English footballer (1875–1952)

Lycurgus Burrows (26 June 1875 – 23 August 1952) was an English semi-professional footballer who played for Woolwich Arsenal, Tottenham Hotspur and Sheffield United.

==Career==
Burrows was born in Ashton-under-Lyne in Greater Manchester on 26 June 1875. With his family moving around a lot, he first started playing football in Melrose in Scotland. The family then moved down to London where Burrows was playing football for Woolwich Polytechnic when he was spotted by Woolwich Arsenal.

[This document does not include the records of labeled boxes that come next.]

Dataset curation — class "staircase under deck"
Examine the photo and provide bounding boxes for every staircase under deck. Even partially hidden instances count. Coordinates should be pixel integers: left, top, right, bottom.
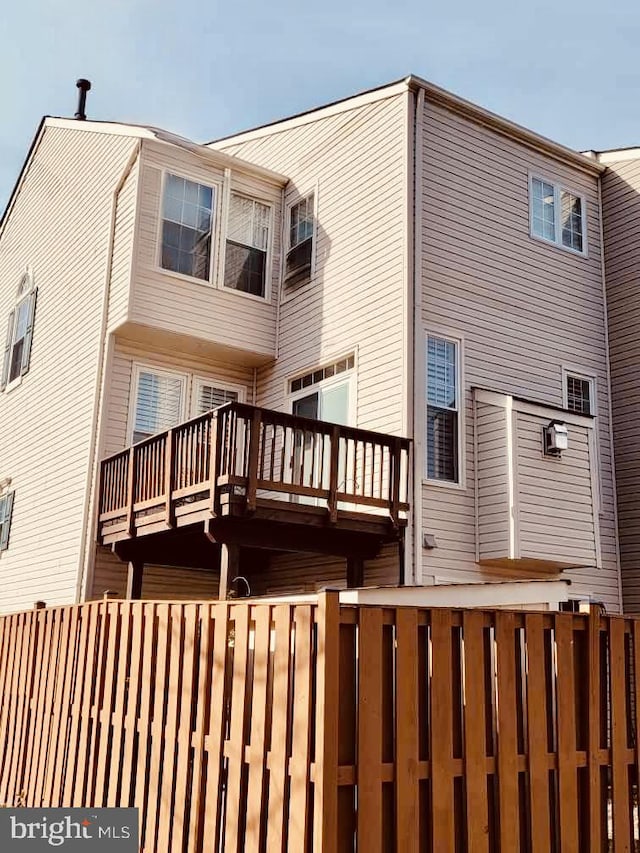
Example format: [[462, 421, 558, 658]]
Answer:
[[98, 403, 410, 598]]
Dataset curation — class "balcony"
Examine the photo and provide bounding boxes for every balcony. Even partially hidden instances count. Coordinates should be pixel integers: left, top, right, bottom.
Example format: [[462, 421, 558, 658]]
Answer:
[[98, 403, 411, 597]]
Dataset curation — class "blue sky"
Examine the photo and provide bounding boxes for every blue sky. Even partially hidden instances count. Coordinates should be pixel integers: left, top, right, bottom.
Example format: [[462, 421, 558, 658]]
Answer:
[[0, 0, 640, 208]]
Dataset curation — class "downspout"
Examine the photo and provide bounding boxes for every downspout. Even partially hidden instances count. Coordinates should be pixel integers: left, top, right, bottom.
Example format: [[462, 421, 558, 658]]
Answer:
[[410, 86, 424, 585], [597, 175, 624, 613], [76, 139, 142, 602]]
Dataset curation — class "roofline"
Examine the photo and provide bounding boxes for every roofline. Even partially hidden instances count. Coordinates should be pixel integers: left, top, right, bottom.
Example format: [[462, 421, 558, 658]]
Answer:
[[0, 116, 47, 236], [593, 145, 640, 166], [42, 116, 289, 186], [214, 74, 605, 175], [407, 75, 605, 175]]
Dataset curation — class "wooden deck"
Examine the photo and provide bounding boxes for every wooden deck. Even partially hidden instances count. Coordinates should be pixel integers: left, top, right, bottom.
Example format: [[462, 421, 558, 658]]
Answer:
[[98, 403, 411, 588]]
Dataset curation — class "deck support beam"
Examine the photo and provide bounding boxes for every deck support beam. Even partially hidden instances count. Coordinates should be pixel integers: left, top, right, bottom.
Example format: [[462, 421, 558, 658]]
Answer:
[[218, 542, 240, 601], [347, 557, 364, 589], [127, 560, 144, 601]]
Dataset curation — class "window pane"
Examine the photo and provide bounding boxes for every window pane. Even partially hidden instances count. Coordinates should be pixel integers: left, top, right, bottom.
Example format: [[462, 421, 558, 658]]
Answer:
[[427, 337, 457, 409], [567, 376, 592, 415], [198, 384, 238, 415], [161, 175, 214, 280], [427, 407, 458, 483], [133, 371, 183, 442], [224, 240, 267, 296]]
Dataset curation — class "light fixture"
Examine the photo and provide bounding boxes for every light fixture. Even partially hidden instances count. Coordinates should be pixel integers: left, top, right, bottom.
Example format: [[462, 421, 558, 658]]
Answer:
[[542, 421, 569, 457]]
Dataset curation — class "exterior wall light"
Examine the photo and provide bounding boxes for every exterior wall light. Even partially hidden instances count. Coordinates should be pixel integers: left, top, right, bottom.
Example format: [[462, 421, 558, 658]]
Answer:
[[542, 421, 569, 457]]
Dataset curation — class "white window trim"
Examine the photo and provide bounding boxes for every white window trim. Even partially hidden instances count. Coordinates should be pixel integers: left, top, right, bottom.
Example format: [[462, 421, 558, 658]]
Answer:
[[216, 188, 275, 304], [127, 362, 190, 446], [561, 364, 602, 512], [529, 172, 589, 258], [0, 266, 36, 394], [280, 186, 319, 304], [189, 373, 246, 418], [420, 326, 467, 491], [155, 169, 224, 287], [285, 350, 358, 427]]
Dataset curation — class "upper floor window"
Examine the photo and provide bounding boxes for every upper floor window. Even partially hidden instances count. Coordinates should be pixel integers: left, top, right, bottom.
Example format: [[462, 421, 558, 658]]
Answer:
[[224, 193, 271, 296], [530, 177, 587, 254], [427, 335, 460, 483], [284, 193, 315, 284], [565, 373, 595, 415], [132, 367, 187, 444], [161, 174, 215, 281], [0, 270, 37, 391], [0, 492, 13, 551]]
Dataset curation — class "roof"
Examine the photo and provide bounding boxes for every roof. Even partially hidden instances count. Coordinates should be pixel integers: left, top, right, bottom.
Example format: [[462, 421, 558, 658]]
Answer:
[[207, 74, 605, 174], [0, 116, 289, 238]]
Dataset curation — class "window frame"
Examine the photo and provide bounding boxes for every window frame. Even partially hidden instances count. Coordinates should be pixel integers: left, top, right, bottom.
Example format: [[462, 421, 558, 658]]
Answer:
[[0, 486, 15, 557], [529, 171, 589, 258], [280, 184, 318, 294], [217, 192, 275, 304], [562, 365, 598, 418], [0, 266, 38, 393], [189, 373, 246, 418], [155, 168, 224, 287], [127, 361, 190, 446], [422, 334, 467, 490], [285, 349, 358, 427]]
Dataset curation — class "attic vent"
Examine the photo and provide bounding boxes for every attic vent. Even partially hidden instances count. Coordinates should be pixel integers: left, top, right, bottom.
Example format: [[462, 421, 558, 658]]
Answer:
[[74, 77, 91, 121]]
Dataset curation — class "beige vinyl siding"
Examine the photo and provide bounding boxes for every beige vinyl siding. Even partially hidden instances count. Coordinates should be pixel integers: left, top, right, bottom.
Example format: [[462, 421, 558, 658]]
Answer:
[[129, 140, 282, 363], [107, 153, 140, 329], [475, 402, 510, 560], [0, 124, 136, 611], [602, 159, 640, 614], [214, 94, 407, 440], [418, 98, 619, 610], [516, 412, 598, 569]]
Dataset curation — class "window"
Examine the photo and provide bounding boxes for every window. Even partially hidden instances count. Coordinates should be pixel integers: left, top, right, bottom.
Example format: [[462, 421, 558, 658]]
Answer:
[[0, 271, 37, 391], [193, 379, 240, 417], [224, 194, 271, 296], [0, 492, 13, 551], [427, 335, 460, 483], [564, 373, 595, 415], [530, 177, 586, 254], [162, 174, 215, 281], [132, 367, 186, 444], [284, 194, 315, 284]]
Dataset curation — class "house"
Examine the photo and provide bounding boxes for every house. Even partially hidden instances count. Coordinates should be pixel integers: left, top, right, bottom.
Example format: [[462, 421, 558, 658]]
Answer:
[[0, 77, 622, 611]]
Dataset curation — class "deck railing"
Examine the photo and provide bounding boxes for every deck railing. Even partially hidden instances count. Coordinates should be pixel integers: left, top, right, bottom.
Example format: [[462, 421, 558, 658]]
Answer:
[[99, 403, 410, 535]]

Burrows' football league debut for Arsenal was on 6 February 1894 in a match against Rotherham Town. He played ten league games with Arsenal but in the time also played for Tottenham. Burrows' final recorded league game for Arsenal was a 4–3 win against Notts County in November 1895.

For Tottenham, Burrows went on to record a total of 119 appearances and three goals. In 1897 he moved to Sheffield United. According to Football League Players' Records 1888 to 1939 Burrows only had a trial at Sheffield United.

He died in Gosforth on 23 August 1952.